Before she left Japan, Sugiura was training to be a scientist “Because I am a female, I would never get a good job in science,” she decided. At the Art Institute school, her scientific curiosity motivated her to experiment freely in the color photography lab — diluting the chemicals, dipping the print in bleach, superimposing multiple exposures. “I did everything I could think of,” she said.
Inspired by the distorted black-and-white photographs of nudes that Bill Brandt produced with a fish-eye lens in the 1950s, she made her own versions, but in striking color combinations, such as apricot and lilac. She called the series “Cko,” her abbreviation of the Japanese word “kodoku,” which means solitude or loneliness.

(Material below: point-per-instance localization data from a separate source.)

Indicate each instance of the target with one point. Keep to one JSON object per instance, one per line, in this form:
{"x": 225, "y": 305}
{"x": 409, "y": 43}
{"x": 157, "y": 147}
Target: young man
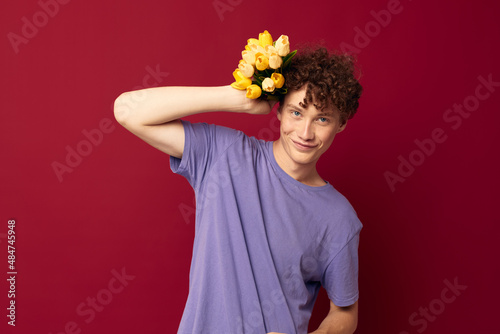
{"x": 269, "y": 230}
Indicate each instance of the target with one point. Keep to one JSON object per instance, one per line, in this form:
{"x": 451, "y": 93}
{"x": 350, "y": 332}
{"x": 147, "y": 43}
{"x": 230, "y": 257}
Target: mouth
{"x": 303, "y": 147}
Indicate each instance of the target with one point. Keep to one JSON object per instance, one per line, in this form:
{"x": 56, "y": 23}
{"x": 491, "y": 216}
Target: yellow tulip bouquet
{"x": 260, "y": 72}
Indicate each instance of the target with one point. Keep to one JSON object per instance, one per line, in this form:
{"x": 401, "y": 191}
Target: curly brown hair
{"x": 330, "y": 80}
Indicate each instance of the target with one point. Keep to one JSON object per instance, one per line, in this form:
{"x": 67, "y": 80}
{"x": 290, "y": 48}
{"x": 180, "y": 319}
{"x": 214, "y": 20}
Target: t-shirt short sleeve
{"x": 340, "y": 279}
{"x": 203, "y": 144}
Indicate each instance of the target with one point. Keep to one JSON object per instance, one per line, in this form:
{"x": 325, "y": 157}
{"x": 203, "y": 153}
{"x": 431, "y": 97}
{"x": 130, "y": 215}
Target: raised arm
{"x": 153, "y": 114}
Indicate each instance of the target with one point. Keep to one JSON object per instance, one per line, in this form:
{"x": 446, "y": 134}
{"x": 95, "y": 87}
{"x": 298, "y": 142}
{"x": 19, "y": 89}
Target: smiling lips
{"x": 303, "y": 147}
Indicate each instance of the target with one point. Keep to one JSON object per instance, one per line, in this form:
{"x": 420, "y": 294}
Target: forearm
{"x": 160, "y": 105}
{"x": 339, "y": 321}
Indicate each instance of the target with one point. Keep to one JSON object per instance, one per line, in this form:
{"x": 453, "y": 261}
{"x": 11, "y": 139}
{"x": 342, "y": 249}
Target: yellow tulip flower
{"x": 241, "y": 82}
{"x": 279, "y": 79}
{"x": 265, "y": 39}
{"x": 253, "y": 92}
{"x": 251, "y": 41}
{"x": 262, "y": 62}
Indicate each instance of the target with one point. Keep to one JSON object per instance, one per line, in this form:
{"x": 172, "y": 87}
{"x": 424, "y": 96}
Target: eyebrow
{"x": 323, "y": 113}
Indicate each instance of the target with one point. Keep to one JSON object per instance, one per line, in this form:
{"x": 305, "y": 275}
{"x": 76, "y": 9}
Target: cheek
{"x": 327, "y": 136}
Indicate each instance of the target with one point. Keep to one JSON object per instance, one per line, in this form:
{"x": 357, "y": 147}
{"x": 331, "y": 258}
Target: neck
{"x": 304, "y": 173}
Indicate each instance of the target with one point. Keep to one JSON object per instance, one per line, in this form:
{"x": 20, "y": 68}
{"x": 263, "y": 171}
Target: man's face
{"x": 306, "y": 133}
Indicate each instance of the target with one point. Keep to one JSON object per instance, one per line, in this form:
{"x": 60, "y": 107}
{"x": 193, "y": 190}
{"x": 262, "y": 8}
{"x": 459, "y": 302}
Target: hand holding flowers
{"x": 261, "y": 68}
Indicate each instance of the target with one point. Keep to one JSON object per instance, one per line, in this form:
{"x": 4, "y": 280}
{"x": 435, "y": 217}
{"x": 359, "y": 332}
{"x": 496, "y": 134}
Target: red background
{"x": 121, "y": 207}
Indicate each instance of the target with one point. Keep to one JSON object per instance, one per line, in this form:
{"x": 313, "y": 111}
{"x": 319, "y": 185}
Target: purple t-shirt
{"x": 264, "y": 242}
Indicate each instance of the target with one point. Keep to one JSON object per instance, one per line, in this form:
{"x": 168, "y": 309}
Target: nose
{"x": 306, "y": 133}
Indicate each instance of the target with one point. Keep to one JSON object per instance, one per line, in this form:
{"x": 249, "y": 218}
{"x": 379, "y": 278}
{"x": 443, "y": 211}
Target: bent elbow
{"x": 122, "y": 109}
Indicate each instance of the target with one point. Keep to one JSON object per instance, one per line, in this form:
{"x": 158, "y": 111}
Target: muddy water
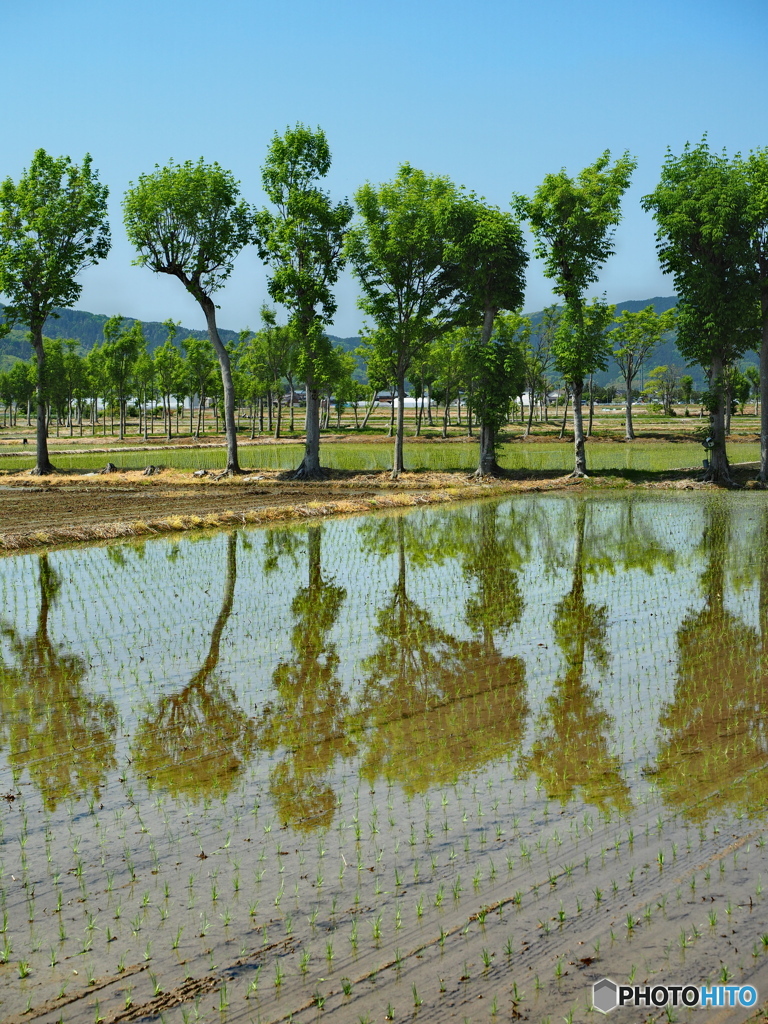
{"x": 457, "y": 764}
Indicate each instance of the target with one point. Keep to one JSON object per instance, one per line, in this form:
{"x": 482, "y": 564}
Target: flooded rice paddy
{"x": 457, "y": 764}
{"x": 435, "y": 457}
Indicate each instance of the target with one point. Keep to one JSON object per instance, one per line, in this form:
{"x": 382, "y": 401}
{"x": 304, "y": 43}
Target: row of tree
{"x": 121, "y": 374}
{"x": 431, "y": 259}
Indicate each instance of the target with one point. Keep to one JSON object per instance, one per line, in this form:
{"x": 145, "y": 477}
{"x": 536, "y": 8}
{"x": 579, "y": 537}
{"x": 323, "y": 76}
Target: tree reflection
{"x": 308, "y": 718}
{"x": 571, "y": 752}
{"x": 714, "y": 752}
{"x": 199, "y": 739}
{"x": 435, "y": 707}
{"x": 62, "y": 735}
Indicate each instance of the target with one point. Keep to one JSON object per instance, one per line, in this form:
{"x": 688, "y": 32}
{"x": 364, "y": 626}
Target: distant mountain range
{"x": 88, "y": 330}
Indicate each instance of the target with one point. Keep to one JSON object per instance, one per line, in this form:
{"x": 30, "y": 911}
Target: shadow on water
{"x": 308, "y": 715}
{"x": 571, "y": 751}
{"x": 433, "y": 706}
{"x": 49, "y": 723}
{"x": 714, "y": 751}
{"x": 199, "y": 739}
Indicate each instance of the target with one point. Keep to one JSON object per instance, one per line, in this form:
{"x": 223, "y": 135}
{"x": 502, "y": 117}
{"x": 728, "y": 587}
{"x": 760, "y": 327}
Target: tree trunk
{"x": 718, "y": 471}
{"x": 580, "y": 458}
{"x": 310, "y": 467}
{"x": 209, "y": 309}
{"x": 487, "y": 465}
{"x": 629, "y": 430}
{"x": 565, "y": 414}
{"x": 763, "y": 476}
{"x": 530, "y": 415}
{"x": 42, "y": 463}
{"x": 369, "y": 411}
{"x": 397, "y": 466}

She became a little less isolated after moving to New York in 1967 upon graduation. In an apartment on the Upper West Side, she embarked on a new body of work. After applying a photographic emulsion onto canvases as large as 6 by 8 feet, she placed a mirror at a 45-degree angle to her enlarger to print a gigantic photographic image. In the bathtub, she washed the canvas prints so painstakingly that they still look pristine.

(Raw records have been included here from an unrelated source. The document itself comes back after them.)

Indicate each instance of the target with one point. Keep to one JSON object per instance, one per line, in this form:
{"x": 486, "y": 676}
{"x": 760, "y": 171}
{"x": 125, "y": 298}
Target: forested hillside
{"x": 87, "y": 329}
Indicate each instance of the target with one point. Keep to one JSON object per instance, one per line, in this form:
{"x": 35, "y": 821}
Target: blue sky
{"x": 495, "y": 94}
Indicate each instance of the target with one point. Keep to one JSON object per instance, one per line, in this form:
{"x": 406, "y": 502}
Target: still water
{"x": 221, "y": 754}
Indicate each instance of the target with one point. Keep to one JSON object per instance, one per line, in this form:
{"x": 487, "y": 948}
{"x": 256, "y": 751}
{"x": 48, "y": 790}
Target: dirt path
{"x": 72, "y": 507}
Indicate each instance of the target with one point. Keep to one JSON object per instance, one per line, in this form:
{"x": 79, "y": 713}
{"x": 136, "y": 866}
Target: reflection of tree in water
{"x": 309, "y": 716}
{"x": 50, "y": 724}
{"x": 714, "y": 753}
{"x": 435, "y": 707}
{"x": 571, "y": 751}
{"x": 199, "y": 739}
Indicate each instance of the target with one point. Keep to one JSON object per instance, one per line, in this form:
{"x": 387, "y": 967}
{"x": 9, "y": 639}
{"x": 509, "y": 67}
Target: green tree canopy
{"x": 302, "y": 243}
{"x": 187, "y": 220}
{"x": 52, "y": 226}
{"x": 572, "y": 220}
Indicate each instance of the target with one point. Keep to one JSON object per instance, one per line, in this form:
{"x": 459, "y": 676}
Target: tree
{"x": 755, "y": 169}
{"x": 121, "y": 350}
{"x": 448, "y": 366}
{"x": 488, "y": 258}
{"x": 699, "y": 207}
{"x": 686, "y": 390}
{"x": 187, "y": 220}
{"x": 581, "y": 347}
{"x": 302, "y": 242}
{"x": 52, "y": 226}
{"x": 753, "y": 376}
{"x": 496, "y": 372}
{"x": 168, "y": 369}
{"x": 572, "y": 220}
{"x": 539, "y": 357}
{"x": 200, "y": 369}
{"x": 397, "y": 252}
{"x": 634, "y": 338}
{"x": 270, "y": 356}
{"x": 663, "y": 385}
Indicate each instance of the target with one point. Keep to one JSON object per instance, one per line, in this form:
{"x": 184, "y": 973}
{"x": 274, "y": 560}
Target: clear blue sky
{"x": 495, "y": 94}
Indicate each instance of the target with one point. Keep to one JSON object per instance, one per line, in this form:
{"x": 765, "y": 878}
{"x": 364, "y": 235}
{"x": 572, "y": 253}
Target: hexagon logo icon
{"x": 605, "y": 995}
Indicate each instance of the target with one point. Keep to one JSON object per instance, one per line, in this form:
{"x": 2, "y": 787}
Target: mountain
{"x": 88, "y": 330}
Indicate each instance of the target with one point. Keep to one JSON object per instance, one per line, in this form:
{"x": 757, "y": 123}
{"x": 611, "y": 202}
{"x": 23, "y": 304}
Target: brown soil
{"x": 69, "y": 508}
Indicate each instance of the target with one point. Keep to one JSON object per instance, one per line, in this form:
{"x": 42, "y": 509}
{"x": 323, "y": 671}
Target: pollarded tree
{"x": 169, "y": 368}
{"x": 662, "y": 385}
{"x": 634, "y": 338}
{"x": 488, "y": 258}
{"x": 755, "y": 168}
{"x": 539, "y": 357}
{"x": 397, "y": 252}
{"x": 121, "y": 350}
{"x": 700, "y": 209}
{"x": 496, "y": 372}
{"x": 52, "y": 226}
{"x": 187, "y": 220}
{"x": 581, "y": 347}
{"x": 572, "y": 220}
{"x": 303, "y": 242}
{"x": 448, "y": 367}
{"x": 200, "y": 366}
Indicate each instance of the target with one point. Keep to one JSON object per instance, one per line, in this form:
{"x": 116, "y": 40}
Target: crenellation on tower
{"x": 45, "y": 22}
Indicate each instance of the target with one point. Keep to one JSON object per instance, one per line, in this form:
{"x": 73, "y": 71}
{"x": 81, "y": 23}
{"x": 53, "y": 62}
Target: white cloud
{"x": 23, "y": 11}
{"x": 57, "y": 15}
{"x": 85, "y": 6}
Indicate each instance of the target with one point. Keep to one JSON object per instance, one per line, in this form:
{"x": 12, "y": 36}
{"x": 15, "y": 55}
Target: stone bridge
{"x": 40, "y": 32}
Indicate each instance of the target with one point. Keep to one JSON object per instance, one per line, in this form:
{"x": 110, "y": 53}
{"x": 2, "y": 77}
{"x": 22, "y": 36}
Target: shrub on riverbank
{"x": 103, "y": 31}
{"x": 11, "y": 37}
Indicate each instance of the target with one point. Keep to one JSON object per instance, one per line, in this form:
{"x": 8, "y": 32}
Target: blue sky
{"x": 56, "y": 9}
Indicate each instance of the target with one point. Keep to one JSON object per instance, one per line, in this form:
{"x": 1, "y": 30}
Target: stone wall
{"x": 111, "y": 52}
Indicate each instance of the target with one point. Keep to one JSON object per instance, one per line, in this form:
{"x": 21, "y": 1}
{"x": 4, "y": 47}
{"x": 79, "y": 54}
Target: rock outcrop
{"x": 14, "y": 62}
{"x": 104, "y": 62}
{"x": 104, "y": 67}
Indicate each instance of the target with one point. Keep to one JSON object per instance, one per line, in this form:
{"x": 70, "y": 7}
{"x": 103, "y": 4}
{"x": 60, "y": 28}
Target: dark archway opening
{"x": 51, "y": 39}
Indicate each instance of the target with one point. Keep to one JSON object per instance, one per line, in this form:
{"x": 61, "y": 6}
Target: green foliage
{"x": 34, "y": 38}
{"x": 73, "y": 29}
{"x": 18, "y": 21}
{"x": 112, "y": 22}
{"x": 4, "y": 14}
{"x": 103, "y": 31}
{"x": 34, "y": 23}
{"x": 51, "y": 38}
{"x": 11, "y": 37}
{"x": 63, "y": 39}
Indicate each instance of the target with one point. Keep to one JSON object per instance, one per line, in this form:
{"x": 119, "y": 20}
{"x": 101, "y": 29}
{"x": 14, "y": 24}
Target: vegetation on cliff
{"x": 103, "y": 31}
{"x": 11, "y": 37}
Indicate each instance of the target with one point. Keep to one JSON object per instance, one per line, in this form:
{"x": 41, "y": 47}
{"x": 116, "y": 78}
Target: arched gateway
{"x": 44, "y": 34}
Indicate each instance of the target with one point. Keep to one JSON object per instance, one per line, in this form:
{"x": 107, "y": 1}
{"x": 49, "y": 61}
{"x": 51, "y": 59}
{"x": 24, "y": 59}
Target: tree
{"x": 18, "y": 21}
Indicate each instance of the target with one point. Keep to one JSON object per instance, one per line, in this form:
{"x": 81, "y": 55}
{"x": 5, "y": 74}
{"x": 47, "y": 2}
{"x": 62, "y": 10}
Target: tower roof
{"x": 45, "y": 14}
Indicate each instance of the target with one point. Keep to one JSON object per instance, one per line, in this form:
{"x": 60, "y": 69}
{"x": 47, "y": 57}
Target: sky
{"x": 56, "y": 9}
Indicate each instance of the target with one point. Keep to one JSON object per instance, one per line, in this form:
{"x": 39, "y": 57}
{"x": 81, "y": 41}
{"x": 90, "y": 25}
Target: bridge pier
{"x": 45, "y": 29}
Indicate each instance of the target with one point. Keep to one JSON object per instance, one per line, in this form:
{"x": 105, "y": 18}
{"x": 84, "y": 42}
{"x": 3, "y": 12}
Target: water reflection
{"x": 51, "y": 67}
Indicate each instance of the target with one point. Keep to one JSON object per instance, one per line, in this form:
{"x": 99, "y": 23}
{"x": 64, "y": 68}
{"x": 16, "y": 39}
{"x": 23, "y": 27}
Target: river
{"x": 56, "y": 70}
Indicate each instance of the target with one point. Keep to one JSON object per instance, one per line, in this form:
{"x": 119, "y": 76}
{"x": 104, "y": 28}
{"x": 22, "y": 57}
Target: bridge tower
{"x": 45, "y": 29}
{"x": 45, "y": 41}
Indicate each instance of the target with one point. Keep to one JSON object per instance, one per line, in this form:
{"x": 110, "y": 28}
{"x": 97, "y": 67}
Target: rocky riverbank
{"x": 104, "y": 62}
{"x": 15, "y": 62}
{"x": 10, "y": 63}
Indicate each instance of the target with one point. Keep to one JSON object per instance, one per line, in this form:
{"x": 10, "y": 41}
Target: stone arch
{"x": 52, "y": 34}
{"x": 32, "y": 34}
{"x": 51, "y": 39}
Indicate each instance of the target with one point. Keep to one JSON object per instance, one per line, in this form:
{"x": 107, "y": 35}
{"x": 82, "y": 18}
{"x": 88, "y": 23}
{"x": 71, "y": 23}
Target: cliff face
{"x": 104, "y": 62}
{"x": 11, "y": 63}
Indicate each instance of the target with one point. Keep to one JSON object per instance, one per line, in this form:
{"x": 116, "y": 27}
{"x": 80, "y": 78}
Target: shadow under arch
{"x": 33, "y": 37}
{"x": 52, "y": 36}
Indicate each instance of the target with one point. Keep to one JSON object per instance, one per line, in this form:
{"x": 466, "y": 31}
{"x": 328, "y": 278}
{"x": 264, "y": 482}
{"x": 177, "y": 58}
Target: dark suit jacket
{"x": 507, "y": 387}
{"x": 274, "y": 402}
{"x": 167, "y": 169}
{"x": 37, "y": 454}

These led to her large-scale prints of close-up studies of bark, rock, flowers and sand, which celebrate form over content. Textural and abstract, they are in the tradition of Man Ray’s long-exposure photograph of the dust forming on the “Large Glass” artwork of his friend Marcel Duchamp, which was published in a Surrealist magazine as a view from an airplane. Sugiura’s scale adds further disorientation. These “photocanvases” bear an affinity to the large “infinity net” paintings of Yayoi Kusama, another Japanese immigrant artist in New York.

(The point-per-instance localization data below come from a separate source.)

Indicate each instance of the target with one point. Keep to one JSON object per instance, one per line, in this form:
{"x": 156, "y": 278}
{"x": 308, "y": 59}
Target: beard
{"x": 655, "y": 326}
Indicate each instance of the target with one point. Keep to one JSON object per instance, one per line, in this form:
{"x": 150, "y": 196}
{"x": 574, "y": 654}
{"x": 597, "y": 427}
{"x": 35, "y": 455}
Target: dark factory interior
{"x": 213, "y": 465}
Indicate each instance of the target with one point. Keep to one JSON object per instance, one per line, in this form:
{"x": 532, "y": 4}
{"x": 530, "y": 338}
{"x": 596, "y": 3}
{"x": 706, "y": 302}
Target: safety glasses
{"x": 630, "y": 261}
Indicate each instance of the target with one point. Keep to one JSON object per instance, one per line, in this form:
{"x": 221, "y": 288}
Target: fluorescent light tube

In 1973, Sugiura moved into the 2,400-square-foot loft in Chinatown that she still occupies. Taking up painting to cope with an artistic block, she began combining paintings and photographs. That was the start of her “photopaintings,” in which she juxtaposed her photographs of urban scenes with monochrome paintings.
“Lots of things I take in New York City are generic landscapes,” she said. Then she decides what color paintings to place alongside the black-and-white pictures. There isn’t always a logical connection. “Sometimes it is totally irrational, but that is OK, because art is irrational,” she continued. Occasionally the fusion creates a palpable spark, as in “Christie Street,” 1976, where a photograph of the checkerboard windows of a downtown New York office building (on a misspelled street) is positioned alongside a painting of horizontal stripes, and the joined geometries sing.
With plucky resourcefulness, Sugiura has turned setbacks into advances. Hospitalized in 1990 for a collapsed lung, she was subjected to an X-ray every four hours while doctors monitored whether the rupture was closing. Over a three-week stay, a pile of X-rays accumulated. “I said, ‘I want them,’” Sugiura recalled. From 1992 to 2021, she arranged the films into Surrealist groupings — some skeletal, others insect-like or spiderwebby — and added monochrome panels. “X-ray is death or disease, and the color is life or hoping for life, so they are together,” she explained.
Sugiura was ahead of her time in overstepping the boundaries that divide different art forms. “I want to make something more complex than photography,” she said. As O’Toole, the curator, observes, “The themes persist but the form changes.” A restless reinvention is the constant. She is still figuring out what it means to be an artist.